I had a lot of reasons for stepping back from social media. The fitness people were making me crazy. Once I eliminated them from my feed, all the non-dieting, weight-neutral, body-positive content was making me feel just as bad! They're still talking about food/weight/body all day, still judging, still causing me to second guess my own decisions. I got rid of all that, and then my family and friends were still body shaming and food policing. The more I listed to others or read about what they were doing, the more I doubted myself. Once I shut everyone else out, I could finally hear what my own body was telling me and trust my own decisions. Now, I follow mostly monkeys and puppies. I like "acrylic pour" painting channels, dog training, cooking, finance, basically anything that makes me feel relaxed, positive, or informed after viewing. That ruled out most of my relatives and coworkers. LOL
Now, it's not such a big deal. I enjoy some food and fitness content again. The key there is realizing that any judgment, comparison, or doubt is coming from my own mind. Other people aren't doing it to me; it's an inside job. It does tend to flare up more when I watch more, so if I find myself questioning what I'm doing or thinking I should change, I back away from the outside influences and watch more kittens and sloths.
Instead of looking to others for answers and approval in the areas of food, fitness, and body image, I find that the way to build trust in myself is to go ahead, make a decision, own it, and learn from it. The more I choose for myself based on how I feel and what I want, the more my confidence grows and the less it matters what others are doing or saying.

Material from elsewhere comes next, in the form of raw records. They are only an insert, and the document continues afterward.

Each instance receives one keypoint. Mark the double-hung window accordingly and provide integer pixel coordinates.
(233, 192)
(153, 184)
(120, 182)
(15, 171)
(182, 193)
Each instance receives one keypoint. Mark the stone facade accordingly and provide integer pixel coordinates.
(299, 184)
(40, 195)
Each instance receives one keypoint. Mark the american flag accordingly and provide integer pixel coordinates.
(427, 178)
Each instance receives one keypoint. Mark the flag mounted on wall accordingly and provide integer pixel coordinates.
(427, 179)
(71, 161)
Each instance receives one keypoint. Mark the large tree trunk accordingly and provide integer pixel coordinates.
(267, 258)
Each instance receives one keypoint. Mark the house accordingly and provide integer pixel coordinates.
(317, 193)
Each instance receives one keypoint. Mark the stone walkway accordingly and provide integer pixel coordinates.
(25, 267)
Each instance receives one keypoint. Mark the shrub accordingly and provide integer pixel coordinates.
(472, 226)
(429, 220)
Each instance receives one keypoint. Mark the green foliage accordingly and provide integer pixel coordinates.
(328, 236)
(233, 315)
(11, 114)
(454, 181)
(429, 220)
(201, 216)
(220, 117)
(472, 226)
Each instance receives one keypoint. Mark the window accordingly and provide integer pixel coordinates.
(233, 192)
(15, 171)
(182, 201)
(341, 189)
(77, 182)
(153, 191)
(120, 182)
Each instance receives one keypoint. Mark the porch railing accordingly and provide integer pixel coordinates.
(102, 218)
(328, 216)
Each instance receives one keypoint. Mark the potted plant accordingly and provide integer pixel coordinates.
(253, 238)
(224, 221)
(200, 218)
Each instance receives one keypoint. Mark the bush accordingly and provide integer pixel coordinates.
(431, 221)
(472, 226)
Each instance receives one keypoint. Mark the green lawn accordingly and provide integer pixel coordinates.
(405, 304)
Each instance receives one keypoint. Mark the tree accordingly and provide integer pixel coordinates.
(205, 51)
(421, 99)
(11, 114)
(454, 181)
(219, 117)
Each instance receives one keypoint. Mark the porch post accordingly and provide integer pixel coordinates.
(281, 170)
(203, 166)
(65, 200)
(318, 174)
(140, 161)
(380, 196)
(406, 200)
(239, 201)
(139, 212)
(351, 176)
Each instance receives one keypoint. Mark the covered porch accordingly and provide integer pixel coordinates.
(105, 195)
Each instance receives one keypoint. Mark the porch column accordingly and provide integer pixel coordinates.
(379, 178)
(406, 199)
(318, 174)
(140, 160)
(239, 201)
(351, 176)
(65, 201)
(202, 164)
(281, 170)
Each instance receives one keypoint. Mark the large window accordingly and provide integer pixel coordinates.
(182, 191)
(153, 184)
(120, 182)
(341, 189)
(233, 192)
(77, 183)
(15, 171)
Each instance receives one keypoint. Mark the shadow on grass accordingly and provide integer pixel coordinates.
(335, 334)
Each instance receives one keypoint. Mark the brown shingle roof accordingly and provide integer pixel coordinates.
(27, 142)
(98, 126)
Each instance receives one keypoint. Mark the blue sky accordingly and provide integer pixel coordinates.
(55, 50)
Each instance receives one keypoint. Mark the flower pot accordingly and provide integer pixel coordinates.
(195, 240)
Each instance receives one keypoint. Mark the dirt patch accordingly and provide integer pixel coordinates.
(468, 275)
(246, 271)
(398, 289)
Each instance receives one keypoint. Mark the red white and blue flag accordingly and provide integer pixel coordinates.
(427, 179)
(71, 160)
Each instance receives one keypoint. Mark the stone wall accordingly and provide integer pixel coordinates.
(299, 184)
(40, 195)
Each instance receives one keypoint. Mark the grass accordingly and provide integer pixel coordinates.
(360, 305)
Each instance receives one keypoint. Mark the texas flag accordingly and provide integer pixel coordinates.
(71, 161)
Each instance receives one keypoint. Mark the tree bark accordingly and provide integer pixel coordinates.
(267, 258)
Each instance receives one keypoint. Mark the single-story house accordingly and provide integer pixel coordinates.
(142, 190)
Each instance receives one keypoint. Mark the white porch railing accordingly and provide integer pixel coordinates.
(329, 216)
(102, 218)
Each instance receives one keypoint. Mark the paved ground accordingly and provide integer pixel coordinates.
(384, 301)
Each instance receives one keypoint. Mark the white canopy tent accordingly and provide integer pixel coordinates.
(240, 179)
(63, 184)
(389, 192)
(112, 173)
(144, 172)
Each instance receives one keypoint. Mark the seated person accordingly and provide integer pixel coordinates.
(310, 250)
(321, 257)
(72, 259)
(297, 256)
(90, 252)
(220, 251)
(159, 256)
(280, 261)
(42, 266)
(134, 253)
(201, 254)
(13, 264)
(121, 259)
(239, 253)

I'll stay in touch here then! I was talking to Caitlin on Instagram (peanut butter fiend). I'm so sorry to hear about Ripley. 💔He was such a sweetie. I'm a dog mom now for two and a half years after swearing we wouldn't get a dog in the city. It is hard--especially now but she is my dog child now and we will make it work. Glad you're OK. Stay safe!
So good to see you and hear that you are well and Ok!